Che cos’è un virus ? Il vocabolario Treccani lo definisce come un “organisma di natura non cellulare e di dimensioni submicroscopiche, incapaci di un metabolismo autonomo e perciò caratterizzato dalla vita parassitaria endocellulare obbligata, costituiti da un acido nucleico (genoma) rivestito da un involucro proteico (capside). Quando un virus riesce a penetrare all’interno di una cellula con la quale è venuto in contatto, il suo genoma si integra nel materiale genetico della cellula ospite alterandone così il patrimonio genetico e obbligandola a sintetizzare acidi nucleici e proteine virali e quindi alla replicazione del virus.

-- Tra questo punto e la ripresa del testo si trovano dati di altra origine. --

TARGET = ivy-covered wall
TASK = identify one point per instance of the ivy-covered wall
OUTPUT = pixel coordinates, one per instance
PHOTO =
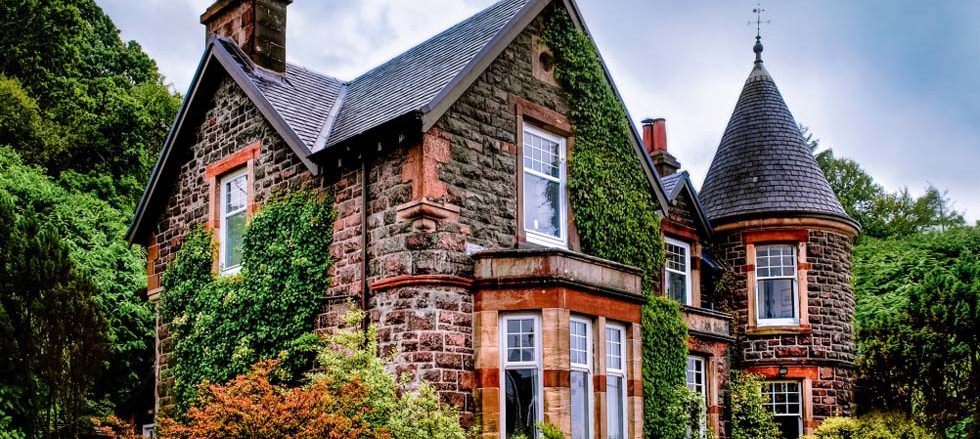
(220, 325)
(616, 215)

Il genoma virale può essere costituito da DNA o da RNA, cosicché si distinguono virus a DNA o desossivirus e virus a RNA o retrovirus. I virus sono parassiti di animali, piante, batterî, e sono gli agenti eziologici di numerose malattie sia negli uomini che negli animali e nelle piante “.
E’ un veleno ma come dice un adagio popolare anche al veleno ci si può abituare tanto che spesso con i virus si convive. D’altra parte ha una sua fragilità per cui a volte è facile eliminarlo , basta lavarsi le mani. Dunque questo è un virus in sintesi .Allora “ un virus è un virus “ e nient’altro. Niente di più e niente di meno di una per così dire molecola proteica in alcuni casi. Da sempre gli uomini, come dicevo convivono con i virus e quando questa convivenza è impossibile perché diventano agenti patogeni per l’incolumità del corpo umano si cerca di combatterli con farmaci , cocktail di farmaci, vaccini soprattutto.
Tutto questo “ tentativo di divulgazione scientifica” per affrontare una riflessione con due corollari per l’affermazione “un virus è un virus”.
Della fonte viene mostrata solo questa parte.